Três aspectos dessas pesquisas e de suas repercussões são fundamentais. O primeiro é que não é possível afirmar a existência de uma correlação simples e direta entre filiação religiosa e posicionamentos negacionistas, seja com relação à mudança climática entre estadunidenses, seja sobre a pandemia entre os brasileiros. Essa observação, contudo, raramente recebe a atenção no debate público, que insiste em afirmar correlações fortes entre religião e negacionismo científico.

Em segundo lugar, é importante e saudável lembrar que o campo religioso é internamente diverso e segmentado. Quer dizer, mesmo entre as várias denominações "evangélicas", são diversos e divergentes os posicionamentos e respostas diante da pandemia por parte das comunidades religiosas. Enquanto parte delas tem atuado no sentido de oferecer "curas milagrosas", outros grupos articulados em bloco se posicionam publicamente em defesa da ciência e das recomendações técnicas feitas por pesquisadores, instituições e autoridades sanitárias.

Por fim, a crescente presença de lideranças religiosas na vida política do país nas últimas décadas cria duas situações potencialmente contraditórias. Por um lado, tais líderes político-religiosos falam em nome dos fiéis de suas comunidades, reivindicando para si o lugar de porta-vozes de um grande contingente de fiéis. Por outro lado, as atitudes nas bases dessas comunidades não necessariamente se alinham com a postura de quem se pretende o "porta-voz político-religioso" dessas bases.

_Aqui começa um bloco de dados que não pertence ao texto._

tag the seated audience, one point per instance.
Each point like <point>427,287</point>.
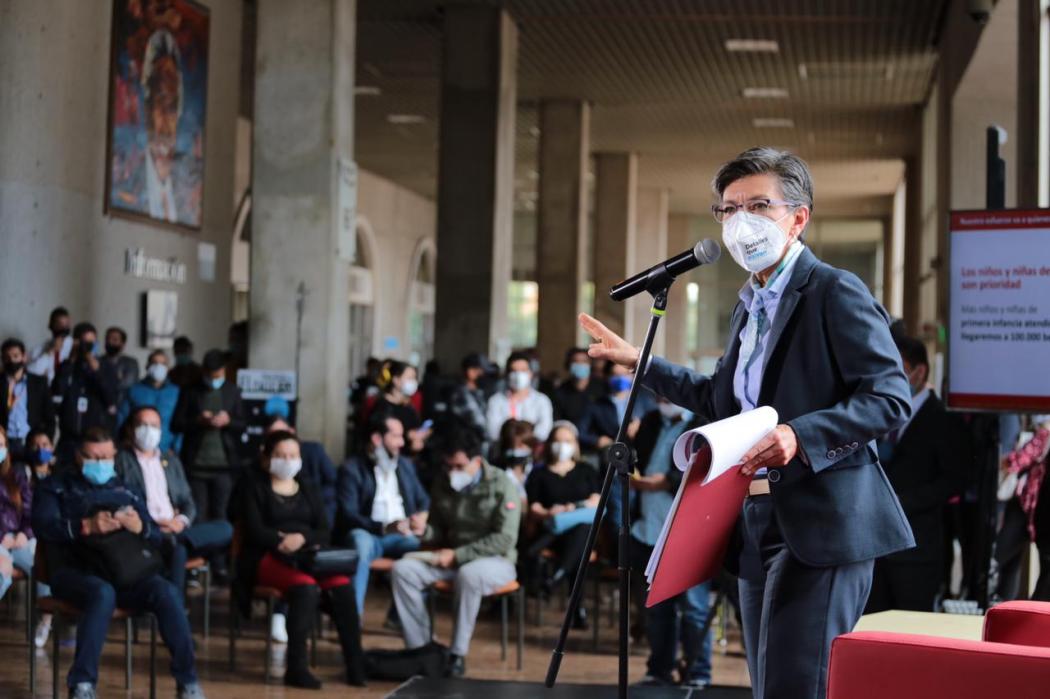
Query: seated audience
<point>160,479</point>
<point>70,514</point>
<point>316,465</point>
<point>515,451</point>
<point>25,400</point>
<point>921,464</point>
<point>575,394</point>
<point>382,507</point>
<point>158,390</point>
<point>520,401</point>
<point>85,393</point>
<point>683,617</point>
<point>475,516</point>
<point>281,520</point>
<point>561,487</point>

Em que pese essa discrepância entre bases e lideranças, são os posicionamentos desses líderes que acabam por adquirir maior relevo no debate nacional e terminam sendo equivocamente apresentados como representativos absolutos de suas comunidades.

Assim, não é possível afirmar a existência de uma relação causal entre religião e negação da ciência. Isso porque a disposição negacionista parece variar com as redes de proximidade e confiança nas quais as pessoas compartilham crenças e identidades, sendo o fator religioso apenas um ao lado de outros fatores operantes nessas redes.

Além disso, é preciso compreender as comunidades religiosas tomando como ponto de partida o fato de que elas são absolutamente diversas entre si. Essa diversidade não se expressa apenas em termos teológicos, mas também no espectro político em relação ao qual os grupos religiosos podem se identificar.

Assim como existem evangélicos conservadores, existem também associações de evangélicos progressistas. Mais ainda: assim como o campo católico fomentou movimentos como o Integralismo, ele deu também origem às Católicas pelo Direito de Decidir, que lutam pelos direitos sexuais e reprodutivos das mulheres.

Essa diversidade política e teológica do campo religioso no Brasil tem sido invisibilizada devido à presença de alguns de seus líderes na vida política nacional mais recente, de líderes conservadores, sobretudo. Essas lideranças, que muitas vezes gozam de protagonismo midiático, parlamentar e partidário, embora pretendam falar em nome de suas bases, não necessariamente representam com fidelidade as percepções e as atitudes delas.